Disclaimer: These are my personal notes on this paper. I am in no way related to this paper. All credits go towards the authors.

Fawkes: Protecting Privacy against Unauthorized Deep Learning Models

July 23, 2020 - Paper Link - Tags: Adversarial, Data-Poisoning, Perturbation

Summary

Created a novel targeted clean data poisoning attack using perturbation ("cloaking") to move User samples towards a Target class. Their system consists of a User, who does not want to recognized by facial recognition software and a Target. The Target helps the User not be recognized. In feature space, the Target should be far away from the User. Their framework then adds a perturbation to User photos (a different perturbation for each photo) in the training dataset to move the decision boundary for the User closer to the Target. When live, un-perturbed, User samples are then feed into the facial recognition system, the User will be classified as someone else, since their feature vector is not similar to the Target.

Notes

Constraints:

Can alter the images of the User
Has access to the facial recognition model or another model capable of facial recognition.
Has access to the full dataset (for feature vector distancing from the User). The Target does not need to be in the dataset. The Target is just used as a goal to move the User decision bondary towards
Does not want to decrease the overall accuracy of the model

Fawkes

Choose a Target Class T. Compute the centroid of every class, pick the centroid furthest away from the User's centroid. See Equation 3.
Use the following formula to calculate per-image cloaks: \( \underset{\delta}{\operatorname{min}} Dist(\Phi(x_{T}), \Phi (x \oplus \delta (x, x_T))) + \lambda max(|\delta (x, x_T)| - \rho, 0) \)

\( \delta \) is the perturbation filter. It is given the User image and the Target image
\( \Phi \) is the facial recognition feature generator
\( \lambda \) is how important the amount of perturbation is
\( \rho \) is the maximum acceptable amount of perturbation. If \( \rho \) was \( \infty \) then the cloaked image would be identical to the target image.
Each cloak is generated by selecting a random image in the Target set.
Tanh is used to keep the pixels within [0, 255], similar to the clipping done by most papers.

Key Findings

"Cloaking is highly effective when users share a feature extractor with the tracker", i.e. white-box attack
Using a robust feature extractor helps limit the adverse effects of a non white-box attack. A robust feature extractor is a feature extractor trained with adversarial images. They used the PGD attack to generate adversarial samples.
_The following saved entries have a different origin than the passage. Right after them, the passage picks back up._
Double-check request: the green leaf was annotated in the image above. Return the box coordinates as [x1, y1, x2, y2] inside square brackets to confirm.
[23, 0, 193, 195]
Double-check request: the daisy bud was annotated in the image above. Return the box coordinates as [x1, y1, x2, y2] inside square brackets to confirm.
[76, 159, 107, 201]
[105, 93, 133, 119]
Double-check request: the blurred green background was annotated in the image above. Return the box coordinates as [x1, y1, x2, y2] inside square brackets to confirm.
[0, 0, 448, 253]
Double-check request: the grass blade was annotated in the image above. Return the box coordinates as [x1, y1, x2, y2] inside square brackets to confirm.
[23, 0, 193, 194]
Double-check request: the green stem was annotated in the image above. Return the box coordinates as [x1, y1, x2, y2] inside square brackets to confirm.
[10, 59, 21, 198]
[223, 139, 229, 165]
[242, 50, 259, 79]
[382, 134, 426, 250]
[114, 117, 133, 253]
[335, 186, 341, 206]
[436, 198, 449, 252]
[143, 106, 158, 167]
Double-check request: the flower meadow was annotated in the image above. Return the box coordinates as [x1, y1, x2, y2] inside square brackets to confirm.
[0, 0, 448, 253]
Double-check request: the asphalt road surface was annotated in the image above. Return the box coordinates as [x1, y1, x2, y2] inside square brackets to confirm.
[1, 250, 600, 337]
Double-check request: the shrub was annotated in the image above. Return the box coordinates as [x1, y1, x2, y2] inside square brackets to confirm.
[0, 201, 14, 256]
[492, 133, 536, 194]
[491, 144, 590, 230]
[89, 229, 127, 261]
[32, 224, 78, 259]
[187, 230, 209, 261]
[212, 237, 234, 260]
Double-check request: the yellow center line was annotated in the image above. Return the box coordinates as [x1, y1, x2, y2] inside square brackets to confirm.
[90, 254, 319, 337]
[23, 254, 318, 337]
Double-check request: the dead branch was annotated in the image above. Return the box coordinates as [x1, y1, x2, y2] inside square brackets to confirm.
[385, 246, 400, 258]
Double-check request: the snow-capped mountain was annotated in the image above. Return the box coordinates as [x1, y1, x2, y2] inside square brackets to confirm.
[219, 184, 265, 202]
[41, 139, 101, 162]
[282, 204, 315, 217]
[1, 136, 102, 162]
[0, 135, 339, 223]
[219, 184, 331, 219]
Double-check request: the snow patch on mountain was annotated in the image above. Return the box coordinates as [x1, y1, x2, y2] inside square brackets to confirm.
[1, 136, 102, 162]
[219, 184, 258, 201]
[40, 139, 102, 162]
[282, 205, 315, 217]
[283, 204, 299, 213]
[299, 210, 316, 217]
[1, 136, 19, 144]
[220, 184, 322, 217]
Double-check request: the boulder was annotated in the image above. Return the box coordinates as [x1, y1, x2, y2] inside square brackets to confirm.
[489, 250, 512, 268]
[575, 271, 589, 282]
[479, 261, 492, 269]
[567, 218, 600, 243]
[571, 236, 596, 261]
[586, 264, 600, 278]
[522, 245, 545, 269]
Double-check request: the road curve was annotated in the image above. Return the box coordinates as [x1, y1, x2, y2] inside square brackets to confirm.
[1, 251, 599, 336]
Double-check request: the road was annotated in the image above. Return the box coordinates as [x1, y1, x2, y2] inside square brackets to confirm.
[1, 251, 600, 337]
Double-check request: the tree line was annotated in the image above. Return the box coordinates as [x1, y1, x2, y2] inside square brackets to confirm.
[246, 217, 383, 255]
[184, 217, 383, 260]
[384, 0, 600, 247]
Figure 6, when number of labels is 5>, the results are promising.
Figure 7, using the same model as the tracker is more effective than using a different feature extractor (facial recognition model)
Figure 8, robust models make the attack easier
Sybil Accounts

A sybil account is an account generated by the User with images similar in feature space to the User
Used as an additional decision close to the actual User that the User's real photos can be classified into
Figure 10, protection success rate plummets when a small percentage (15% or so) is uncloaked
Figure 11, a single sybil account keeps protection success rate high, with two sybil accounts having additional success

Attempted Countermeasures

Blurring: decreased overall accuracy but not protection success rate
Gaussian Noise: same as blurring
JPEG Compression: both accuracy and protection success rate decreass

Interesting References

"Clean label attacks are easily detectable through anomaly detection in the feature space"
"...transfer learning is most effective when the feature extractor and model are trained on similar datasets."
DSSIM (Structural Dis-Similarity Index) can be used as a mathematical way to determine the "visual" difference between images. A DSSIM up to 0.2 is imperceptible to the human eye.

Analysis

This is very similar to a standard perturbation evasion attack, but is marketed as a data poisoning attack instead.
The attack is VERY dependent on poisoning EVERY User sample in the training dataset. With less than 20% un-poisoned samples, the protection success rate is less than 50%. In the authors' words: "a tracker who obtains a large number of uncloaked images of the user can compromise the effectiveness of Fawkes"
The Sybil case significantly helps when some percent of the dataset is not-poisoned, as shown in Figure 11. The Sybil attack requires adding an additional label to the dataset however, that is similar to the User. They did not mention this, but I believe the User will likely be labeled as the Sybil account. I just don't like it.
Works better when there are a lot of labels (65 to 10,575 classes), but when there are few labels, the decision boundary is harder to move

Ideas

We did the same thing: "Normal classes should have only one feature cluster. To do this, the tracker could run a 2-means clustering on each class's feature space, flagging classes with two distinct centroids as potentially cloaked". "...To reduce the probability of detection by this method, the user can choose a target class that does not create such a large feature space separation."

Possible defense strategy for us: Increase the number of labels and samples. This way, it is more likely that benign labels have multiple centroids

Citation: Shan, Shawn, et al. "Fawkes: Protecting Privacy against Unauthorized Deep Learning Models." 29th {USENIX} Security Symposium ({USENIX} Security 20). 2020.